Varrei os mares, tufão!…
O século
Quebra-se o cetro do papa,
Faça-se dele – uma cruz
A púrpura sirva ao povo
Pr’a cobrir os ombros nus
……………………………………….
Basta!… Eu sei que a mocidade
É o Moisés no Sinai;
Das mãos do Eterno recebe
As tábuas da lei! – Marchai!
Quem cai na luta com glória.
Tomba nos braços da História,
No coração do Brasil!
Moços, do topo dos Andes,
Pirâmides vastas, grandes,
Vos contemplam séculos mil!
Boa-noite
É noite ainda! Brilha na cambraia
– desmanchando o roupão, a espádua nua –
O globo de teu peito entre os arminhos
Como entre as névoas se balouça a lua…
Mulher do meu amor! Quando aos meus beijos
Treme tua alma, como a lira ao vento,
Das teclas de teu seio que harmonias,
Que escalas de suspiros, bebo atento!
Saudação a Palmares
Nos altos cerros erguido
Ninho d’águias atrevido,
Salve” – País bandido!
Salve! – Pátria do jaguar!
Verde serra onde palmares
– como indianos cocares –
No azul dos colúmbios ares
Desfraldam-se em mole arfar!…
Salve! Região dos valentes
Mandam aos plainos trementes
Os gritos do caçador!
E ao longe os latidos soam…
E as trompas da caça atroam…
E os corvos negros revoam
Sobre o campo abrasador!…
Palmares! a ti meu grito!
A ti, a barca do granito,
Que no soçobro infinito
Abriste a vela ao trovão.
E provocaste a rajada,
Solta a flâmula agitada
Aos uivos da marujada
Nas ondas da escravidão!
Breve cronologia:
1847 – Nasce Castro Alves.
1848 – Revolução Praieira, em Pernambuco.

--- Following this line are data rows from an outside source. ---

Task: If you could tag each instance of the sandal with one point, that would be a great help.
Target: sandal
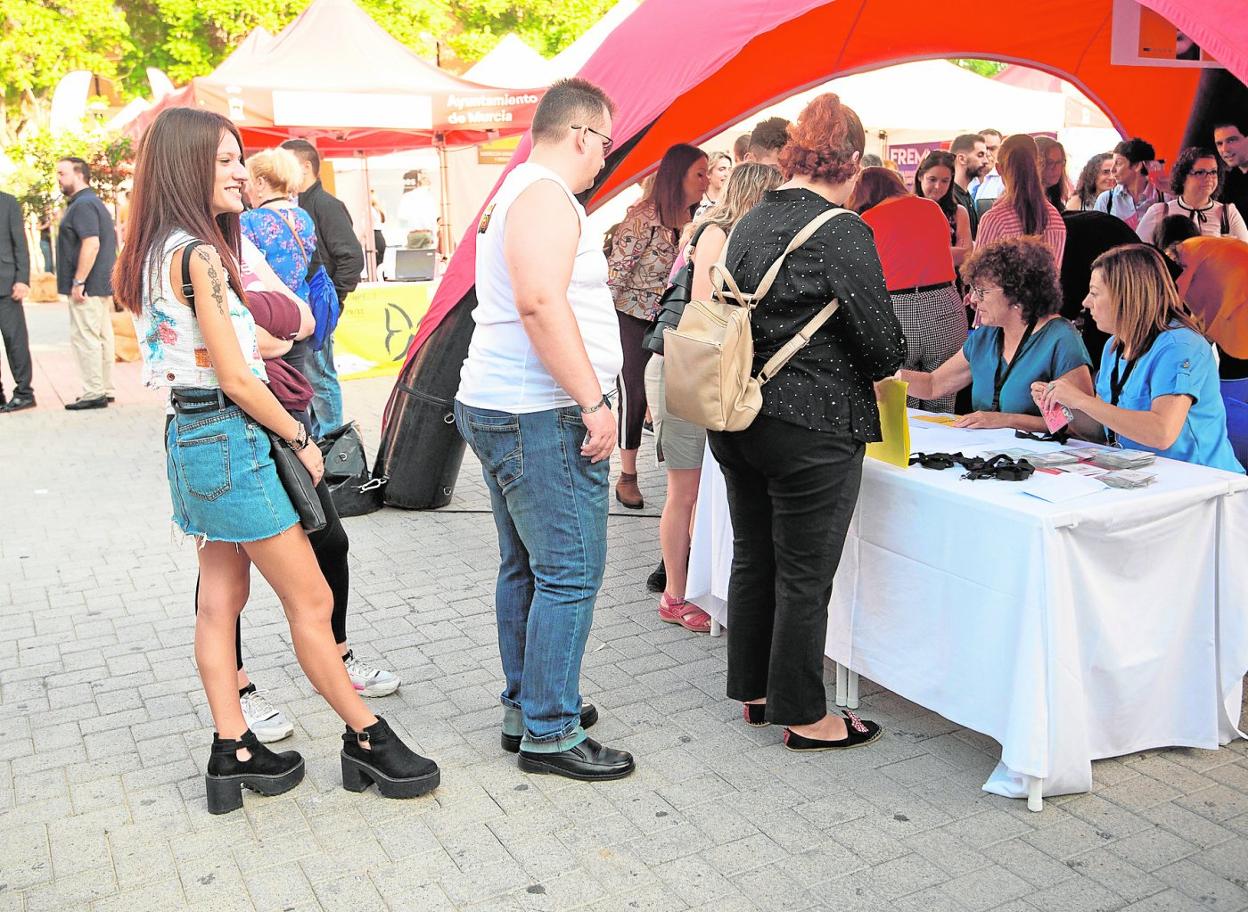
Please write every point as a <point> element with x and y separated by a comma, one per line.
<point>858,732</point>
<point>687,614</point>
<point>755,714</point>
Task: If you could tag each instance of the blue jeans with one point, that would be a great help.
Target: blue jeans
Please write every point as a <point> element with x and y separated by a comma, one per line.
<point>326,406</point>
<point>549,505</point>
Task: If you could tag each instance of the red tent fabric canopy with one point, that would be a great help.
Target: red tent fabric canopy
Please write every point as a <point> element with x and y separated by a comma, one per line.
<point>335,75</point>
<point>750,53</point>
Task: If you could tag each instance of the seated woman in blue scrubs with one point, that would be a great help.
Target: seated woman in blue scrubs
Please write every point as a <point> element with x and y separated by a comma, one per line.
<point>1020,339</point>
<point>1158,383</point>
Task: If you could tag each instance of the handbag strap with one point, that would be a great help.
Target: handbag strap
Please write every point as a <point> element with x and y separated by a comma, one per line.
<point>796,343</point>
<point>769,277</point>
<point>281,213</point>
<point>187,288</point>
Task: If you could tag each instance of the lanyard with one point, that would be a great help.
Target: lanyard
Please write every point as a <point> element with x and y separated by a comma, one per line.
<point>999,378</point>
<point>1116,389</point>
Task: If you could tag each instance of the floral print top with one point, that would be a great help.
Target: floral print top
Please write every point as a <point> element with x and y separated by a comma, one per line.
<point>287,238</point>
<point>640,261</point>
<point>170,339</point>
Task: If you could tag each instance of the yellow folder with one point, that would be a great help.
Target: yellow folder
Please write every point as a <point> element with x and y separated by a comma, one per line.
<point>895,424</point>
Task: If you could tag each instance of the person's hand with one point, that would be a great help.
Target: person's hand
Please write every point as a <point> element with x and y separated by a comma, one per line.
<point>1060,392</point>
<point>600,434</point>
<point>982,419</point>
<point>312,460</point>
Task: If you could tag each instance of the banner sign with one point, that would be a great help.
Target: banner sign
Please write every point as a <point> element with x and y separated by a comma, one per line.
<point>377,327</point>
<point>909,156</point>
<point>1145,38</point>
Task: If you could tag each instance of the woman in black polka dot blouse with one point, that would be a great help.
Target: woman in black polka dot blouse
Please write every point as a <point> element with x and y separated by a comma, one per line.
<point>793,475</point>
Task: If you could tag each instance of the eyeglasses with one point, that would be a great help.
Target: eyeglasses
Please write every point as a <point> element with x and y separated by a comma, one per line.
<point>607,140</point>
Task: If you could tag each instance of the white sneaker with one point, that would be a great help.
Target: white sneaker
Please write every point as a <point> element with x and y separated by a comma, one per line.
<point>263,719</point>
<point>367,680</point>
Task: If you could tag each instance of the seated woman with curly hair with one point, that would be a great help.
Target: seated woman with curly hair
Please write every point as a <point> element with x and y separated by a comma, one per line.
<point>1020,338</point>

1850 – A Lei Eusébio de Queiroz proíbe o tráfico negreiro.
1851 – Guerra do Prata.
1854 – É construída a primeira ferrovia brasileira.
1864 – O Paraguai declara guerra ao Brasil.

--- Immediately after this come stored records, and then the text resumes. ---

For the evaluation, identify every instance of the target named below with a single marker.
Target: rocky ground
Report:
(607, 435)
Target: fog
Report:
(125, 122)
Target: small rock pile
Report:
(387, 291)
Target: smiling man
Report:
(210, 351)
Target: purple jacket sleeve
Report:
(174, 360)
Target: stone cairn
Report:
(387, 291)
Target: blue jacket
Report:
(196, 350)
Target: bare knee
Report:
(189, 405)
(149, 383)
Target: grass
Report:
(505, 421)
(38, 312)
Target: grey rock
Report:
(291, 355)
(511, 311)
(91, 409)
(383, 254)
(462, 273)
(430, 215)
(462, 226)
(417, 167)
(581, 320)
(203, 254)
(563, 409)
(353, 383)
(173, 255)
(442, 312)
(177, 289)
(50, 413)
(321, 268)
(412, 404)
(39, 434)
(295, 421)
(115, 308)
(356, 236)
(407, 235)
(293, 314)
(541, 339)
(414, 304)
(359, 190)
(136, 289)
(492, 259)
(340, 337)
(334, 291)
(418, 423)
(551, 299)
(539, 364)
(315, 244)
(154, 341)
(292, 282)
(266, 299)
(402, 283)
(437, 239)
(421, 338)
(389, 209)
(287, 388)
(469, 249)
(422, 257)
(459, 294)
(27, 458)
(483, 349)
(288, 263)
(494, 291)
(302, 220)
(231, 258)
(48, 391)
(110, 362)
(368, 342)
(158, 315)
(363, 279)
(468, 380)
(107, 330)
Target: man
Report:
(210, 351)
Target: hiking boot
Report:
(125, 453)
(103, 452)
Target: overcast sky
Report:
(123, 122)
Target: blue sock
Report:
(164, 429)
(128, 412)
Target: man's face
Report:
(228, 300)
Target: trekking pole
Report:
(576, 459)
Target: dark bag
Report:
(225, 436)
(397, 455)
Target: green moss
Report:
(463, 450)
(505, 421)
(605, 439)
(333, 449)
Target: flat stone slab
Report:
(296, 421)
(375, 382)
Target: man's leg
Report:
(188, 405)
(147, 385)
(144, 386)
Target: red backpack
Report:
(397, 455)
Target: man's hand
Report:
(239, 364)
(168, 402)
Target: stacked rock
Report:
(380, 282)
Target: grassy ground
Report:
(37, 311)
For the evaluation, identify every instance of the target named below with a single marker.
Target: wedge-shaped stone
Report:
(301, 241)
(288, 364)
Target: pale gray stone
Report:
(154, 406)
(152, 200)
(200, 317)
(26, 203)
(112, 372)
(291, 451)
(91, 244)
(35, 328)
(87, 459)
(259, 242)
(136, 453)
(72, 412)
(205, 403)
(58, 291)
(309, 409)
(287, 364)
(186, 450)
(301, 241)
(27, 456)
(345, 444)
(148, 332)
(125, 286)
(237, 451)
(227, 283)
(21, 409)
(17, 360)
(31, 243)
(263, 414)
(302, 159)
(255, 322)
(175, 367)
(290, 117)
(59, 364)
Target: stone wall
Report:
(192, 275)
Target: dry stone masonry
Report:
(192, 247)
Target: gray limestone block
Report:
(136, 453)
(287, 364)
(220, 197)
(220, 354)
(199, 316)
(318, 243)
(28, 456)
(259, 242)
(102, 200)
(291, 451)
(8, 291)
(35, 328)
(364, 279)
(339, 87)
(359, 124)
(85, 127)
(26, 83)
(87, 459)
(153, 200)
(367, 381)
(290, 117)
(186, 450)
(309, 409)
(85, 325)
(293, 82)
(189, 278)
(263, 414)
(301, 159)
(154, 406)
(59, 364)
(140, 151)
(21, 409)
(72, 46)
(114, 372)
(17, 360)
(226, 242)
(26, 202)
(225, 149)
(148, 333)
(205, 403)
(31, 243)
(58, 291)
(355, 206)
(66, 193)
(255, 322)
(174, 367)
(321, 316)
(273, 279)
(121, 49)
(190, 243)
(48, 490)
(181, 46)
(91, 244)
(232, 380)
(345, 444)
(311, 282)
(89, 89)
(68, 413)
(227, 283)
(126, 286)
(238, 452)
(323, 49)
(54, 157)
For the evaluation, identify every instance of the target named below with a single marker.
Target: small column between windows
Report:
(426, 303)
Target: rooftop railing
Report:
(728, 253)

1865 – Começa a Guerra do Paraguai.
1870 – Manifesto no jornal A República dá início ao movimento republicano no país. Castro Alves publica, em Salvador, Espumas Flutuantes.
1871 – É votada a Lei do Ventre Livre. Falece Castro Alves. Livros póstumos: Gonzaga ou Revolução de Minas (1875), A cachoeira de Paulo Afonso (1876), Vozes d'África, Navio Negreiro (1880), Os escravos (1883), Obras completas (1921), organizada por Afrânio Peixoto.